I can't imagine a scenario where we could break some backward
compatibility with this change, so

Reviewed-by: Cyrill Gorcunov 


Re: [PATCH] fcntl: make F_GETOWN(EX) return 0 on dead owner task

2021-02-03 Thread Cyrill Gorcunov
On Thu, Feb 04, 2021 at 12:35:42AM +0300, Pavel Tikhomirov wrote:
> 
> AFAICS if pid is held only by 1) fowner refcount and by 2) single process
> (without threads, group and session for simplicity), on process exit we go
> through:
> 
> do_exit
>   exit_notify
> release_task
>   __exit_signal
> __unhash_process
>   detach_pid
> __change_pid
>   free_pid
> idr_remove
> 
> So pid is removed from idr, and after that alloc_pid can reuse pid numbers
> even if old pid structure is still alive and is still held by fowner.
...
> Hope this answers your question, Thanks!

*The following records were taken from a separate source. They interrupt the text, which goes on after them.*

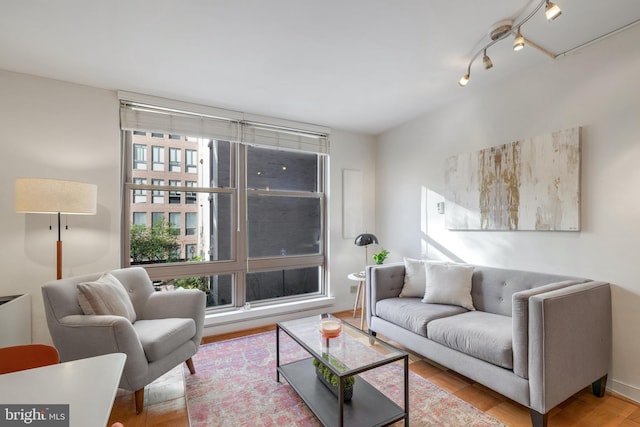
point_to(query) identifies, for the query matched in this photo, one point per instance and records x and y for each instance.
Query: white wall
(53, 129)
(594, 88)
(50, 129)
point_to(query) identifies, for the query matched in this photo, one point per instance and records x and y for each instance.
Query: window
(140, 196)
(190, 251)
(140, 156)
(174, 196)
(140, 218)
(157, 158)
(252, 225)
(191, 196)
(191, 223)
(191, 161)
(157, 196)
(157, 219)
(175, 223)
(174, 160)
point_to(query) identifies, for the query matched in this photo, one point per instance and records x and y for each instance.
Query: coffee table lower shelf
(368, 407)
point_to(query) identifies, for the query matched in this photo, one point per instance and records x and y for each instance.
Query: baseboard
(625, 390)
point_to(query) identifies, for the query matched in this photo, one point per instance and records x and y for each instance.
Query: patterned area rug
(235, 385)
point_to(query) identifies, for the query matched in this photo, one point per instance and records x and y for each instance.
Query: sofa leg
(372, 334)
(192, 369)
(599, 386)
(538, 419)
(139, 396)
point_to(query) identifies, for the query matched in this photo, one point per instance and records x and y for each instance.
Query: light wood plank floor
(165, 402)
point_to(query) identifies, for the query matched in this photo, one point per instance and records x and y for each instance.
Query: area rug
(235, 385)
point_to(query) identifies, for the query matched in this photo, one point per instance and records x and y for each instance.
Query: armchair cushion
(159, 337)
(105, 296)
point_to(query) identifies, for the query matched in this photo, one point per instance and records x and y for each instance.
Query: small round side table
(360, 278)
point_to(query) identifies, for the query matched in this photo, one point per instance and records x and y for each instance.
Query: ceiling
(359, 65)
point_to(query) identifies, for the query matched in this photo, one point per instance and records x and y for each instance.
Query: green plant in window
(153, 244)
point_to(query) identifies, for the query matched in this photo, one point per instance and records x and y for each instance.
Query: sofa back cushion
(492, 288)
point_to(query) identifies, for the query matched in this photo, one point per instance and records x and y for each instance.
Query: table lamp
(54, 196)
(365, 239)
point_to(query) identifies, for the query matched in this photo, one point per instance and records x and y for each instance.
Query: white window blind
(150, 114)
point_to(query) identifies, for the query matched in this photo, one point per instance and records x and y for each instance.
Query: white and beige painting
(532, 184)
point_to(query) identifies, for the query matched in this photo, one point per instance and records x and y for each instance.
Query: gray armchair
(167, 329)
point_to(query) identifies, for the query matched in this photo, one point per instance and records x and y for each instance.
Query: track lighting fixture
(518, 43)
(486, 61)
(464, 80)
(552, 11)
(507, 27)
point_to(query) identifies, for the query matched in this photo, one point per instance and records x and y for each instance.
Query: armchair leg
(538, 419)
(192, 369)
(139, 396)
(599, 386)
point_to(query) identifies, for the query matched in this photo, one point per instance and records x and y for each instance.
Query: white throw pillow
(105, 296)
(414, 277)
(448, 284)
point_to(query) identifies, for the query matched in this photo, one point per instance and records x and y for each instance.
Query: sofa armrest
(181, 303)
(81, 336)
(382, 281)
(520, 317)
(570, 336)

Yeah, indeed, thanks! So the change is sane still I'm
a bit worried about backward compatibility, gimme some
time I'll try to refresh my memory first, in a couple
of days or weekend (though here are a number of experienced
developers CC'ed maybe they reply even faster).

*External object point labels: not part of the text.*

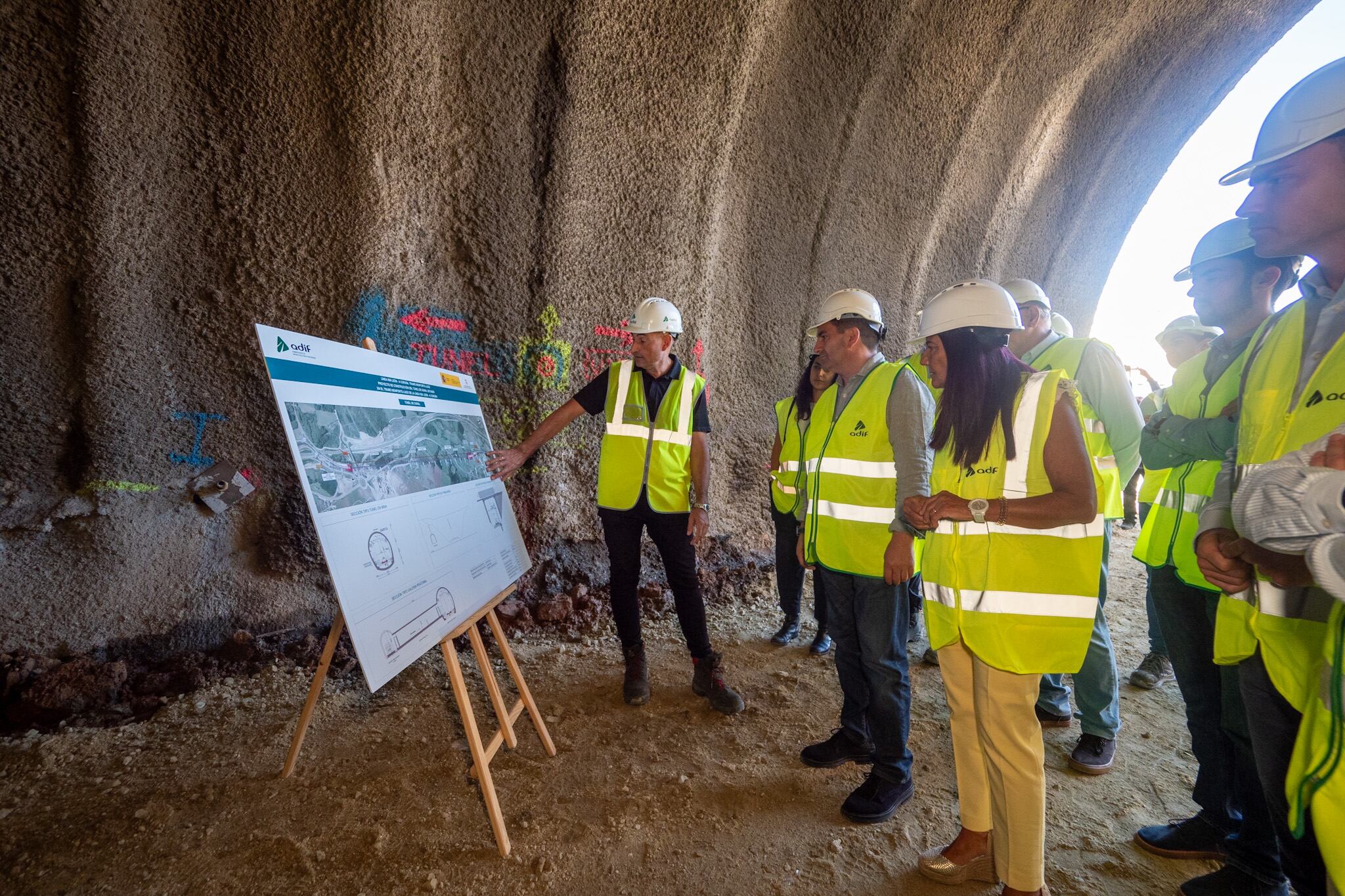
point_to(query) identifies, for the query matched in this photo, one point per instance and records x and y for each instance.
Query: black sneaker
(708, 681)
(1093, 756)
(835, 750)
(1232, 882)
(787, 633)
(1184, 839)
(876, 800)
(635, 688)
(1051, 719)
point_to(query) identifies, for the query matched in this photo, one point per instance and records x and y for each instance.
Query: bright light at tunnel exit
(1139, 296)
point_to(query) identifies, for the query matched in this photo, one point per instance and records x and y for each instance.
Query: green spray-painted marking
(118, 485)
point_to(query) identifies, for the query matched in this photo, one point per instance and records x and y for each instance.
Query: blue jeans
(1156, 630)
(1095, 684)
(868, 622)
(1227, 786)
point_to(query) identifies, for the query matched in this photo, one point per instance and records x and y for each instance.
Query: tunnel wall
(491, 187)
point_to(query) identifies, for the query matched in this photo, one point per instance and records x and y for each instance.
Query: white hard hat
(655, 316)
(1312, 110)
(1187, 324)
(975, 303)
(1025, 291)
(1225, 240)
(850, 303)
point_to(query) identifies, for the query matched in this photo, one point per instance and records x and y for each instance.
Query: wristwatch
(978, 508)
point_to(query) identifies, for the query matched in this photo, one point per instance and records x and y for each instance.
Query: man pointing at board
(654, 472)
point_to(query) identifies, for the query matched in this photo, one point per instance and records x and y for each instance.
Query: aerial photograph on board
(353, 456)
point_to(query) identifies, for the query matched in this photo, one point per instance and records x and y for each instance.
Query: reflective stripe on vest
(1023, 599)
(852, 477)
(785, 481)
(639, 452)
(1287, 624)
(1066, 355)
(1169, 532)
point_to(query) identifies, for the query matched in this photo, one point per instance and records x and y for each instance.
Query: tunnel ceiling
(479, 184)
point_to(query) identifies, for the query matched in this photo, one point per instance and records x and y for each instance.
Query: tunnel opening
(1139, 296)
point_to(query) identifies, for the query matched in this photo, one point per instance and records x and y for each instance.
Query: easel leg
(474, 743)
(314, 689)
(518, 681)
(493, 688)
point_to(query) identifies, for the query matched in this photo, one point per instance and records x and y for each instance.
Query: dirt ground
(670, 797)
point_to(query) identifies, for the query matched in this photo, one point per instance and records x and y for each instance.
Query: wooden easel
(482, 754)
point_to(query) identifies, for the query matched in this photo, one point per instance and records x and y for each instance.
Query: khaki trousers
(1000, 757)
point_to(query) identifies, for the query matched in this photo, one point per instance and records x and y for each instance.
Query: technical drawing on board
(391, 459)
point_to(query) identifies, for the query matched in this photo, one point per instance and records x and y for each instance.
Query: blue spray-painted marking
(198, 421)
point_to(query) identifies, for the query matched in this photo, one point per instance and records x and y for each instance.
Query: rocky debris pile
(560, 598)
(43, 692)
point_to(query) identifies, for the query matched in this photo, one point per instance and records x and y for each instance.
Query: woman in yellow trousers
(1012, 561)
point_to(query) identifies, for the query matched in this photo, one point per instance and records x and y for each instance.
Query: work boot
(1051, 719)
(635, 688)
(1184, 839)
(1093, 756)
(876, 800)
(1153, 671)
(789, 630)
(1232, 882)
(708, 681)
(837, 750)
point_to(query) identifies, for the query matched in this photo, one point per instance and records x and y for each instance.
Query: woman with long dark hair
(791, 419)
(1012, 561)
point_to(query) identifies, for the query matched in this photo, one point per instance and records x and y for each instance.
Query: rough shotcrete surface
(490, 187)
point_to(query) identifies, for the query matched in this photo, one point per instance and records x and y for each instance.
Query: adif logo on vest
(1317, 398)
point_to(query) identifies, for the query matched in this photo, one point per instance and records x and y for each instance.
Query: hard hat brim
(1245, 171)
(986, 322)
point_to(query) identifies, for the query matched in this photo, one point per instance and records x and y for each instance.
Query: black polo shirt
(592, 398)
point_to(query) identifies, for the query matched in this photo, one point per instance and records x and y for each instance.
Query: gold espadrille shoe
(938, 867)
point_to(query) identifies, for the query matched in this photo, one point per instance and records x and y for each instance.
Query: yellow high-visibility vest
(1169, 534)
(1023, 599)
(1289, 624)
(852, 477)
(648, 452)
(1064, 355)
(1317, 767)
(786, 479)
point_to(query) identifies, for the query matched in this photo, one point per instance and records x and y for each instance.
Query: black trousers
(1274, 729)
(789, 574)
(622, 530)
(1228, 788)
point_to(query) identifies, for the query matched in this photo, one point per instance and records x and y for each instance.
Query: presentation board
(391, 459)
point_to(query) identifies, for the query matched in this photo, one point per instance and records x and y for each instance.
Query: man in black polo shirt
(654, 473)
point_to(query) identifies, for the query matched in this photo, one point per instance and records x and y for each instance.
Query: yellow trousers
(1000, 756)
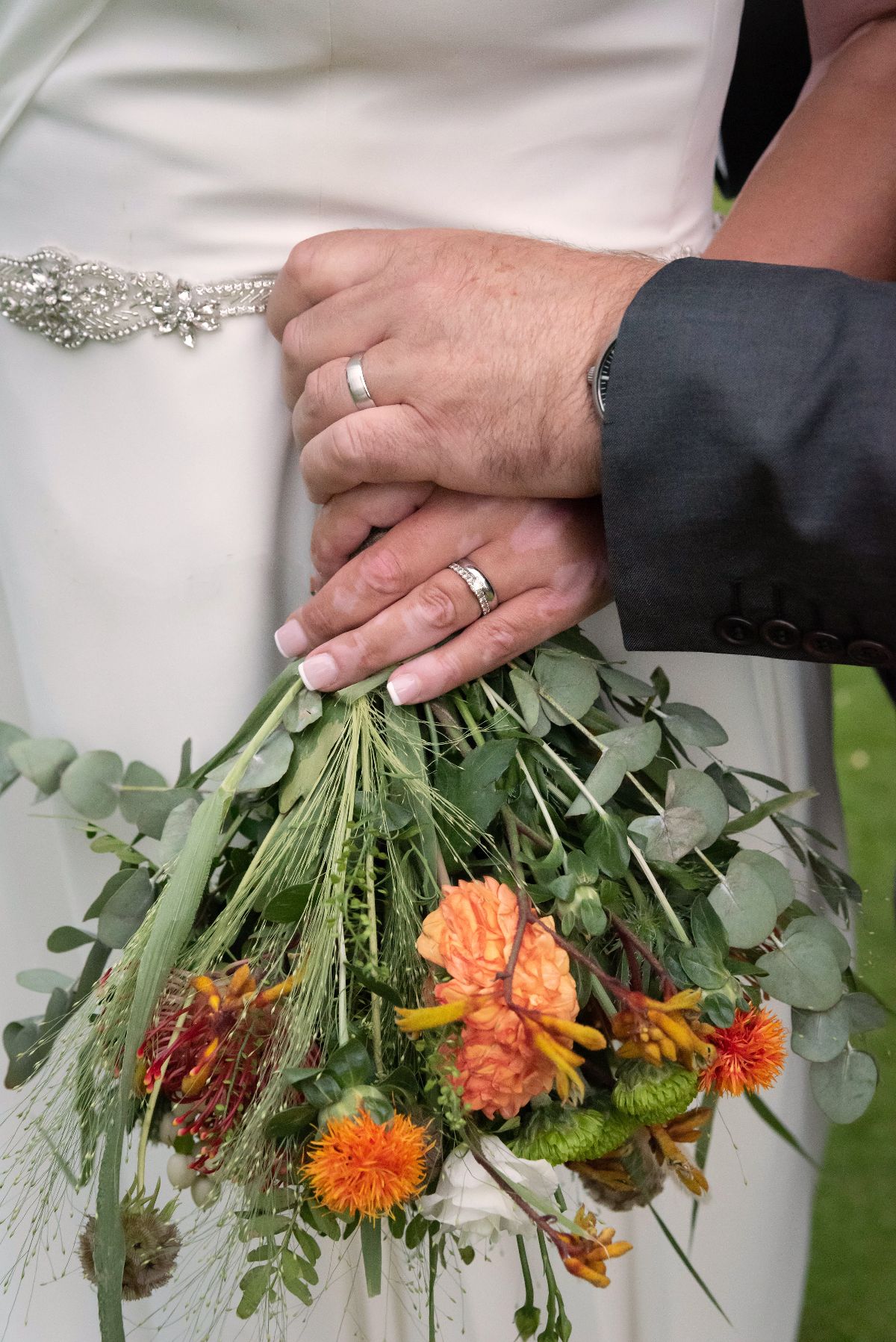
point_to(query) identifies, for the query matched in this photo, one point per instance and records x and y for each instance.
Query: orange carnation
(471, 934)
(749, 1054)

Re: [PATCH] fcntl: make F_GETOWN(EX) return 0 on dead owner task

2021-02-03 Thread Pavel Tikhomirov

On 2/3/21 10:32 PM, Cyrill Gorcunov wrote:

On Wed, Feb 03, 2021 at 03:41:56PM +0300, Pavel Tikhomirov wrote:

Currently there is no way to differentiate the file with alive owner
from the file with dead owner but pid of the owner reused. That's why
CRIU can't actually know if it needs to restore file owner or not,
because if it restores owner but actual owner was dead, this can
introduce unexpected signals to the "false"-owner (which reused the
pid).


Hi! Thanks for the patch. You know I manage to forget the fowner internals.
Could you please enlighten me -- when owner is set with some pid we do

f_setown_ex
   __f_setown
 f_modown
   filp->f_owner.pid = get_pid(pid);

Thus pid get refcount incremented.


Hi, and yes you are right about refcount is held.

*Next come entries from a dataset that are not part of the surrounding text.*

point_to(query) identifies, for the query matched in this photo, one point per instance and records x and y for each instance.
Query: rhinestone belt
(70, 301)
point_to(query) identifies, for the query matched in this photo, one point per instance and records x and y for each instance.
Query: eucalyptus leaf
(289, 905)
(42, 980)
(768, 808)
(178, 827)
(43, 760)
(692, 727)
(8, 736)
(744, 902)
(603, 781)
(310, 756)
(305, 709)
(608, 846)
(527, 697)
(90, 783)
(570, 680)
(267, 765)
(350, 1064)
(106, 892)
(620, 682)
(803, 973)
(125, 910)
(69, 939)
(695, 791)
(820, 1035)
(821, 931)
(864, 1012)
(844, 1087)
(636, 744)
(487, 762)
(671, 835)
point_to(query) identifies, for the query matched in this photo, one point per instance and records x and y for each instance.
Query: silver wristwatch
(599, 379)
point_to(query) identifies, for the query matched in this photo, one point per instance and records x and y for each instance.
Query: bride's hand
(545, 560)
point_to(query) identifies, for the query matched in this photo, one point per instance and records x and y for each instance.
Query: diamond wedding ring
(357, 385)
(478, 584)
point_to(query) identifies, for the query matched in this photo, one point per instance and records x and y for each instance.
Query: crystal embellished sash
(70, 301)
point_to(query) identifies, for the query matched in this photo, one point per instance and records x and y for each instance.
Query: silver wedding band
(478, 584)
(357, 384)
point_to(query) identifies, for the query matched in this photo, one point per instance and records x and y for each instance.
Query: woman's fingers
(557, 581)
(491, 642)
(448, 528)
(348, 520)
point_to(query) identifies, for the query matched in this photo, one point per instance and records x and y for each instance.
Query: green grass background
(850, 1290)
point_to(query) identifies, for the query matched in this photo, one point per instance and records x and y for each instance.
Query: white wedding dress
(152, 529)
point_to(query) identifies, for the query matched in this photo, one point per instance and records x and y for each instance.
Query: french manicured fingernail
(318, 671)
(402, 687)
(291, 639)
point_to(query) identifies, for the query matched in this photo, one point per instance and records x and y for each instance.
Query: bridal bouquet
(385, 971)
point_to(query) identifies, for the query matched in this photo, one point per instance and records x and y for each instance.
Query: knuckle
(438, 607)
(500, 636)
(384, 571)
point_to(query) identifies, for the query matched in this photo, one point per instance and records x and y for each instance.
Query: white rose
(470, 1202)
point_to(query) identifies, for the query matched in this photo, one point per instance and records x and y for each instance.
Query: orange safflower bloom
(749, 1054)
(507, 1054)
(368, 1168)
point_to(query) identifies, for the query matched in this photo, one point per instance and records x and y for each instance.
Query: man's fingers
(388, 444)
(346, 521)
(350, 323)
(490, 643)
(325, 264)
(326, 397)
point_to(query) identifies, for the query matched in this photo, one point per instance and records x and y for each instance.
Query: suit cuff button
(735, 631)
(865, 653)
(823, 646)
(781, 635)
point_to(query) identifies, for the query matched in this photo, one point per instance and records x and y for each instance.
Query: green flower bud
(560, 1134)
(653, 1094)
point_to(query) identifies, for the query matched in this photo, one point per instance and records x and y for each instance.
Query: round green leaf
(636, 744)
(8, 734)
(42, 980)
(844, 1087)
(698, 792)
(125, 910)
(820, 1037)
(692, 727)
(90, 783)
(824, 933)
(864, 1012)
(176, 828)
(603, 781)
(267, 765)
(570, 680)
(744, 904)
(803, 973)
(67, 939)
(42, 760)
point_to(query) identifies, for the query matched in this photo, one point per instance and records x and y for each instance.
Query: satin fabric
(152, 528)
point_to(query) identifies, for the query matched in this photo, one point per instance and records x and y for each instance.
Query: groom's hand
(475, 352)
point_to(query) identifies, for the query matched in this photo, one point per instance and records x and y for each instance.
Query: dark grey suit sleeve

 Then the owner exits but refcounter

should be still up and running and pid should not be reused, no? Or
I miss something obvious?


AFAICS if pid is held only by 1) fowner refcount and by 2) single 
process (without threads, group and session for simplicity), on process 
exit we go through:


do_exit
  exit_notify
release_task
  __exit_signal
__unhash_process
  detach_pid
__change_pid
  free_pid
idr_remove

So pid is removed from idr, and after that alloc_pid can reuse pid 
numbers even if old pid structure is still alive and is still held by 
fowner.


Also I've added criu-zdtm test which reproduces the problem:

https://src.openvz.org/projects/OVZ/repos/criu/commits/e25904c35dbc535f6837e55da58ca0f5a5caf4b3#test/zdtm/static/file_fown_reuse.c

Hope this answers your question, Thanks!



The patch itself looks ok on a first glance.



--
Best regards, Tikhomirov Pavel
Software Developer, Virtuozzo.


Re: [PATCH] fcntl: make F_GETOWN(EX) return 0 on dead owner task

2021-02-03 Thread Cyrill Gorcunov
On Wed, Feb 03, 2021 at 03:41:56PM +0300, Pavel Tikhomirov wrote:
> Currently there is no way to differentiate the file with alive owner
> from the file with dead owner but pid of the owner reused. That's why
> CRIU can't actually know if it needs to restore file owner or not,
> because if it restores owner but actual owner was dead, this can
> introduce unexpected signals to the "false"-owner (which reused the
> pid).

Hi! Thanks for the patch. You know I manage to forget the fowner internals.
Could you please enlighten me -- when owner is set with some pid we do

f_setown_ex
  __f_setown
f_modown
  filp->f_owner.pid = get_pid(pid);

Thus pid get refcount incremented. Then the owner exits but refcounter
should be still up and running and pid should not be reused, no? Or
I miss something obvious?

The patch itself looks ok on a first glance.